Kris Aquino, a TV and movie personality who belongs to a rich political family, has been cast in a Hollywood film that might as well mirror the decadence and excesses of wealthy Philippine families.

“Allow me this time to obey them [Warner Brothers],” said Aquino coyly when asked about her role in the film Crazy Rich Asians. It is based on the 2013 novel of the same by bestselling Singaporean author Kevin Kwan. His ‘rich’ trilogy includes China Rich Girlfriend, written in 2015; and Rich People Problems, to be released in 2017. Crazy Rich Asians has been translated into 12 languages.

Interestingly, Aquino has been cast as an artist and not as a socialite. Aquino said: “I passed five levels of intense scrutiny and was offered a role. It is surreal to be reading the script from a major Hollywood studio watermarked on every page with my name.”

“I signed a non-disclosure agreement so until they reveal my participation I can’t share any details about the movie and my role,” she explained.

Crazy Rich Asians centres on Nick Young, a rich US-based Singaporean who goes back to his home country with an ABC (American-born Chinese) girlfriend, Rachel Chu, to attend a wedding. Young’s friend is marrying a woman from a moneyed family in mainland China. There were reports that Aquino will play Astrid, a Brunei, or a Malaysian-born princess.

Off screen, Aquino might as well be one of Kwan’s characters, except that the author’s favourite playground is Singapore and the intermingling and snobberies of rich international Chinese society in other parts of the world. He also belongs to a rich Singaporean family except that he went to the US at the age of 12 in 1984.

Any role from Kwan’s book will not be hard for Aquino to play. Her Chinese great-grandfather and his family thrived economically in the Philippines. Now, the Philippine economy has been fuelled by ethnic Filipino-Chinese more than the Spanish-Filipinos and Filipino-Americans whose ancestry represent two colonial waves that started in the 15th century to the 19th century.

Aquino belongs to the fourth generation of the Cojuangco family, which owns a 6.453-hectare sugar plantation in Tarlac, central Luzon. Her father, former Senator Benigno Ninoy Aquino, was assassinated at the service stairway of a China Airlines plane in 1983. It sparked a people-backed military mutiny that ousted former dictator Ferdinand Marcos and propped her mother Corazon Aquino to the presidency in 1986, The death of her mother in August 2009 raised the popularity of her brother Benigno “Pnoy” Aquino, who was elected president in May 2010.

But Hollywood’s life of imagination is Aquino’s preferred playground.
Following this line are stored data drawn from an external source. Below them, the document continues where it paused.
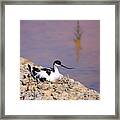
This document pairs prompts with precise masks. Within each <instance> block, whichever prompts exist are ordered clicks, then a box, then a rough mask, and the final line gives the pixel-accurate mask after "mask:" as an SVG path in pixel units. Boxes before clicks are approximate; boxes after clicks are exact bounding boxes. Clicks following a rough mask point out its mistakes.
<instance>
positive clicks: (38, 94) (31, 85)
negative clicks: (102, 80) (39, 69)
mask: <svg viewBox="0 0 120 120" xmlns="http://www.w3.org/2000/svg"><path fill="white" fill-rule="evenodd" d="M28 64H30V65H31V66H35V67H38V68H39V69H41V68H42V66H37V65H35V64H34V63H32V62H31V61H30V60H28V59H25V58H22V57H21V58H20V100H99V99H100V95H99V93H98V92H96V91H95V90H93V89H89V88H87V87H85V86H84V85H83V84H81V83H80V82H79V81H75V80H73V79H71V78H69V75H67V76H63V77H62V78H61V79H59V80H55V81H52V82H50V81H45V82H40V81H39V82H38V81H37V80H35V79H34V78H33V77H32V76H31V75H30V73H29V71H28V68H27V66H28Z"/></svg>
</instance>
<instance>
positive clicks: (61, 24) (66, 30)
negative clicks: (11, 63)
mask: <svg viewBox="0 0 120 120" xmlns="http://www.w3.org/2000/svg"><path fill="white" fill-rule="evenodd" d="M20 56H21V57H25V58H27V59H29V60H31V61H32V62H34V63H35V64H37V65H41V66H47V67H52V63H53V61H54V60H55V59H59V60H61V61H62V63H63V64H65V65H66V66H68V67H74V68H75V69H72V70H68V69H65V68H60V72H61V74H63V75H67V74H69V76H70V78H73V79H74V80H78V81H80V82H81V83H82V84H84V85H85V86H87V87H89V88H92V89H95V90H96V91H98V92H100V21H99V20H62V21H61V20H60V21H59V20H50V21H49V20H21V21H20Z"/></svg>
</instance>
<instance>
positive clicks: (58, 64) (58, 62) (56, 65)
mask: <svg viewBox="0 0 120 120" xmlns="http://www.w3.org/2000/svg"><path fill="white" fill-rule="evenodd" d="M53 65H56V66H61V61H59V60H55V61H54V63H53Z"/></svg>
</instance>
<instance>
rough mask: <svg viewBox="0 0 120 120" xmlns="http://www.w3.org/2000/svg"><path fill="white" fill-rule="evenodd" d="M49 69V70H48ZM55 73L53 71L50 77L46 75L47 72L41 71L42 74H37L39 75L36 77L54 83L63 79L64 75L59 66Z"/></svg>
mask: <svg viewBox="0 0 120 120" xmlns="http://www.w3.org/2000/svg"><path fill="white" fill-rule="evenodd" d="M47 69H49V68H47ZM54 70H55V71H54V72H53V71H51V73H50V75H48V74H47V73H46V71H44V70H41V71H40V72H37V74H36V75H35V76H36V77H37V76H38V78H46V80H48V81H54V80H57V79H61V78H62V77H63V75H62V74H60V72H59V70H58V68H57V66H55V67H54Z"/></svg>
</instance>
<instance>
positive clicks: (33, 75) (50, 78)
mask: <svg viewBox="0 0 120 120" xmlns="http://www.w3.org/2000/svg"><path fill="white" fill-rule="evenodd" d="M59 66H61V67H64V68H67V69H73V68H69V67H66V66H64V65H62V64H61V61H59V60H55V61H54V62H53V67H52V68H46V67H43V68H41V69H39V68H36V67H31V66H30V65H29V64H28V70H29V71H30V73H31V75H32V76H33V77H34V78H35V79H38V80H40V81H44V80H48V81H53V80H56V79H60V78H62V77H63V75H62V74H60V72H59V70H58V67H59Z"/></svg>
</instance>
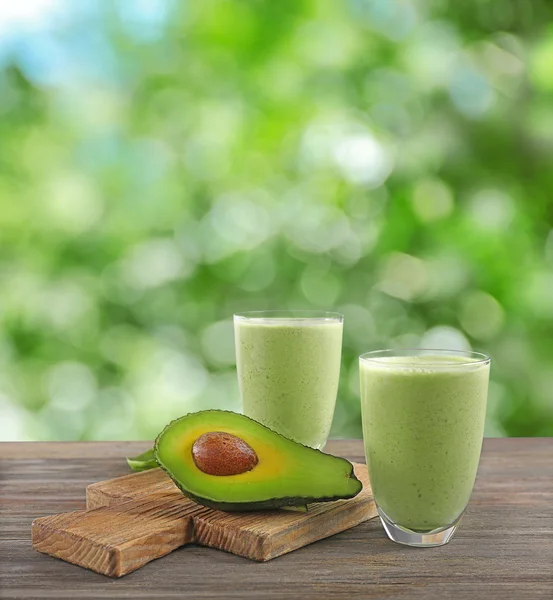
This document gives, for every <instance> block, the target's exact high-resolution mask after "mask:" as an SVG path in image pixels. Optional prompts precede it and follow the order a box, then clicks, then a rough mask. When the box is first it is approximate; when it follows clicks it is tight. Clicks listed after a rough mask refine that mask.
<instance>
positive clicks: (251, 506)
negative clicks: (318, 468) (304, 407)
mask: <svg viewBox="0 0 553 600" xmlns="http://www.w3.org/2000/svg"><path fill="white" fill-rule="evenodd" d="M209 413H213V414H217V415H219V414H221V413H229V414H232V415H236V414H238V413H234V412H232V411H228V410H226V411H224V410H203V411H198V412H195V413H187V414H186V415H184V416H182V417H179V418H177V419H174V420H173V421H171V422H170V423H169V424H168V425H166V426H165V428H164V429H163V431H162V432H161V433H160V434H159V435H158V436H157V438H156V440H155V442H154V447H153V452H154V458H155V460H156V462H157V464H158V465H159V466H160V467H161V469H163V471H165V473H167V475H168V476H169V477H170V478H171V479H172V480H173V482H174V483H175V485H176V486H177V487H178V488H179V490H181V492H182V493H183V494H184V495H185V496H187V497H188V498H190V499H191V500H194V502H197V503H198V504H201V505H203V506H207V507H209V508H214V509H216V510H221V511H225V512H248V511H257V510H272V509H277V508H282V507H287V506H305V505H306V504H309V503H311V502H332V501H334V500H343V499H348V498H354V497H355V496H357V494H358V493H359V492H360V491H361V490H362V489H363V484H362V483H361V481H359V479H358V478H357V477H356V475H355V472H354V470H353V465H352V464H351V463H350V462H349V461H348V460H346V459H345V458H341V457H338V456H333V455H327V456H333V458H334V459H336V460H339V461H343V462H344V463H347V465H349V469H348V472H347V474H346V477H347V478H349V479H351V480H352V482H357V483H358V485H357V486H355V487H356V489H355V490H353V491H352V493H351V494H347V495H338V496H324V497H319V496H287V497H280V498H270V499H267V500H260V501H251V502H218V501H214V500H211V499H210V498H205V497H203V496H198V495H196V494H193V493H191V492H190V491H189V490H187V489H186V488H185V487H184V486H183V485H182V484H181V483H180V482H179V481H178V479H177V478H176V477H175V476H174V475H173V474H172V473H171V472H170V470H169V469H167V468H166V466H165V465H164V464H163V462H162V460H161V459H160V457H159V442H160V440H161V438H162V437H163V434H164V433H165V432H166V431H167V430H168V429H170V428H171V427H172V426H173V425H174V424H175V423H177V422H179V421H181V420H182V419H185V418H187V417H188V416H190V415H192V414H194V415H198V414H204V415H206V416H208V415H209ZM240 417H241V418H243V419H248V420H249V421H252V422H253V423H255V424H256V425H259V426H261V427H263V428H264V429H267V430H268V431H270V432H271V434H273V435H276V436H279V437H281V438H283V439H285V440H287V441H289V442H292V443H293V444H297V445H298V446H301V447H303V448H306V449H308V450H310V451H311V452H318V453H320V454H323V455H325V454H326V453H325V452H321V451H320V450H317V449H315V448H310V447H309V446H305V445H304V444H300V443H299V442H294V441H293V440H289V439H288V438H286V437H285V436H283V435H282V434H280V433H278V432H276V431H274V430H272V429H270V428H269V427H266V426H265V425H262V424H261V423H259V422H258V421H255V420H254V419H251V418H250V417H247V416H246V415H240ZM254 450H255V448H254Z"/></svg>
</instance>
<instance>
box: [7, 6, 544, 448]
mask: <svg viewBox="0 0 553 600" xmlns="http://www.w3.org/2000/svg"><path fill="white" fill-rule="evenodd" d="M3 12H5V13H6V14H5V15H3V16H0V34H1V35H0V69H1V70H0V115H1V117H0V136H1V143H0V239H1V246H0V247H1V253H0V286H1V290H2V293H1V298H0V439H45V440H49V439H52V440H69V439H76V440H86V439H138V438H149V439H151V438H153V437H154V436H155V435H156V434H157V433H158V432H159V431H160V430H161V429H162V428H163V426H164V425H165V424H166V423H167V422H169V421H170V420H171V419H173V418H175V417H177V416H180V415H182V414H185V413H187V412H189V411H193V410H199V409H202V408H208V407H213V408H227V409H231V410H240V400H239V393H238V388H237V382H236V374H235V363H234V346H233V332H232V321H231V315H232V313H233V312H235V311H239V310H251V309H265V308H320V309H334V310H339V311H341V312H343V313H344V315H345V330H344V348H343V362H342V373H341V385H340V391H339V399H338V404H337V409H336V415H335V420H334V425H333V434H334V435H335V436H342V437H344V436H347V437H360V433H361V427H360V408H359V395H358V365H357V357H358V355H359V354H361V353H362V352H366V351H369V350H374V349H378V348H384V347H413V346H426V347H452V348H459V349H463V348H473V349H475V350H483V351H485V352H487V353H489V354H491V355H492V358H493V366H492V382H491V387H490V396H489V406H488V417H487V428H486V433H487V434H488V435H509V436H515V435H522V436H538V435H552V434H553V405H552V404H553V400H552V398H553V396H552V390H553V200H552V198H553V166H552V165H553V29H551V27H550V26H548V25H547V23H551V16H552V14H551V6H550V3H549V2H547V1H546V0H541V1H540V0H536V1H534V2H531V3H530V2H527V1H513V2H508V3H505V2H504V3H499V2H497V1H495V2H480V1H476V0H473V1H469V2H465V3H463V2H453V1H450V2H437V1H436V0H422V1H417V2H415V1H414V0H349V1H346V0H344V1H341V2H332V1H328V0H278V1H275V0H256V1H254V0H251V1H250V0H234V1H231V0H193V1H192V0H187V1H185V0H183V1H177V0H172V1H171V0H166V1H164V0H151V1H150V2H143V1H140V2H139V1H137V2H133V1H132V0H120V1H115V0H113V1H111V0H105V1H104V0H98V1H96V2H88V1H84V0H83V1H82V2H71V1H69V0H65V1H64V0H58V1H56V0H52V1H51V2H43V3H38V4H37V10H36V11H35V13H34V14H33V16H32V17H31V16H29V15H27V17H25V16H22V14H23V13H22V11H19V12H18V11H15V10H13V11H12V12H13V15H12V17H11V19H12V20H11V21H10V20H9V18H10V17H9V15H10V11H9V10H8V11H3ZM23 12H24V11H23ZM29 14H30V13H29Z"/></svg>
And she likes to compete with the film’s A-list stars — Awkwafina, Chris Pang, Constance Wu, Gemma Chan, Michelle Yeoh, Sonoya Mizuno, and Henry Golding. The film will be shot in Malaysia and Singapore with an all-Asian cast, Warner Brothers said.

The film’s director is Jon M. Chu who was behind Justin Bieber: Never Say Never, Hasbro franchises G.I. Joe: Retaliation, Jem and the Holograms, Step Up 2: The Streets, and Step Up 3D.

Aquino’s Hollywood journey began on March 23, 2017, when Tony- and Grammy-award winning Broadway producer Jhett Tolentino told her about his friend Chris Lee, a Filipino-Chinese-American agent. He wanted Aquino to audition for a Hollywood movie. She was given 72 hours to produce an audition and biopic shoots. Her team worked at Makati City’s Manila Peninsula Hotel on March 25 and production materials were ready in 48 hours. Then she flew to LA to meet Lee and for contract signing on April 16.

Getting her role was not an issue of class or pedigree. “It was God’s gift,” the star said in her Facebook account, adding, “I wanted you (everyone) to know my story. I pray it gives you encouragement and hope. I am proof that in life doors will shut, there will be heartbreaking setbacks, but faith in God’s plan will open new, unexpected doors.”

Narrating what happened before landing Crazy Rich Asians, Aquino said: “For a year, I experienced rejections. A part of my spirit broke. There were two shows I lost because hiring an Aquino for TV was a political risk not worth taking.”